Flat 3-D Simulation

Here’s an old-school item – a virtual flat 3-D animation of objects emerging from a floating oval.

As Hype only supports rectangular masking, you have to fake the oval mask by using a broad oval stroke with the same color as the background. To demonstrate this, I’ve inserted a white background object. Change the color of the background to see how the oval stroke works.

Create the animation by placing the group of white rectangles within another group. Drag the top edge of the outer group to 0 and drag the bottom edge of the outer group to just below the inner edge of the stroked oval. Set the outer group to overflow > hidden.
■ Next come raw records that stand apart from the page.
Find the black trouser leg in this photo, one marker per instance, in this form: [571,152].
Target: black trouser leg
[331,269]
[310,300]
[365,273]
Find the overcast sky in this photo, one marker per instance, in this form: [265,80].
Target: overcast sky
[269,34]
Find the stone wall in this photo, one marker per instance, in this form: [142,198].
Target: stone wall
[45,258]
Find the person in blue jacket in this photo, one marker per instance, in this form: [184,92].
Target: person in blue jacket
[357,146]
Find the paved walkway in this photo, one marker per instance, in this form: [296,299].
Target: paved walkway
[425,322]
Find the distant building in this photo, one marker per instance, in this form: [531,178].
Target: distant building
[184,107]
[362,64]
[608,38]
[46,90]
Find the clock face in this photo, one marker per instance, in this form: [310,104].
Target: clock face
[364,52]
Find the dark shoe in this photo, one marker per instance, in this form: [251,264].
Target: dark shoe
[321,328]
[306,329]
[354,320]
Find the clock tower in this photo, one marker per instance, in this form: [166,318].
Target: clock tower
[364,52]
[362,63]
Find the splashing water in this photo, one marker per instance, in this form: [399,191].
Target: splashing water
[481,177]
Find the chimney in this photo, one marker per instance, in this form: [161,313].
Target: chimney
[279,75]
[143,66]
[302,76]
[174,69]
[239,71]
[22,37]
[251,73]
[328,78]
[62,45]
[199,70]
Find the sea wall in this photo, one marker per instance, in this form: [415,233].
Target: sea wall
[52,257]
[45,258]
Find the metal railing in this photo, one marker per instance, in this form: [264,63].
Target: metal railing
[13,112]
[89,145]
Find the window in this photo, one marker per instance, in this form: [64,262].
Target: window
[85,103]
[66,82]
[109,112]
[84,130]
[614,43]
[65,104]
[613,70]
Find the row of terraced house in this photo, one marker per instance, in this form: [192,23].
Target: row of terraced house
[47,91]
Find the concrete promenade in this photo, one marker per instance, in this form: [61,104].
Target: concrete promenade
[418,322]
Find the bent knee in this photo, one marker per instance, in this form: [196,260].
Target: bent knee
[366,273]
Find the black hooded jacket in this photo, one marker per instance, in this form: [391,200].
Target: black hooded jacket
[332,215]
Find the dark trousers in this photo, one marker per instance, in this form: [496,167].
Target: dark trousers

Take the inner group of rectangles and drag it out of sight just below the bottom edge of the outer group. Set a vertical position keyframe, then move the time cursor to around 4 to 6 seconds and set another vertical position keyframe. Drag the inner group off the top edge of the stage. Make sure the keyframes are set to linear. This is not a must, but if you go for extra credit (below) having the animation run at a fixed rate will make a difference or the offset group will slow down and speed up halfway through.

Give the outer group a name of “Front Group” (or something similar), then duplicate it. Give the duplicate the name "Back Group (or whatever) and move it behind the oval groups.
Select the bottom edge of the front group and slide it up to a position in the center of the oval. Select the top edge of the back group and drag it down to one pixel below the bottom edge of the front group without overlapping.

The offset masks create a slight-of-hand trick by seemingly moving a single group of rectangles from the background to the foreground.

Variation

If you want this to look like it’s emerging from a hole, place a colored oval behind everything and aligned with the stroked oval. Either delete the blurred oval “shadow” or drag the bottom edge upwards so the lower edge is hidden and make it slightly narrower.

Extra Credit:

When the animation runs there is a gap in time when the animated element is off the screen entirely, which can be a little boring. If you really want to give yourself a mental workout, try duplicating the whole thing and offsetting it to double the frequency of the animation. This will have parts of two animations visible simultaneously.

There are two things you will need to figure out for this to work. The first will be that of splitting the duplicated animated element and offsetting one of the copies so that it loops from the halfway point and not from the end. The second will involve which oval elements to keep and which to throw away. (Hint: you will need to shift the animated groups between outer groups. Another method would require instant switching of opacities.)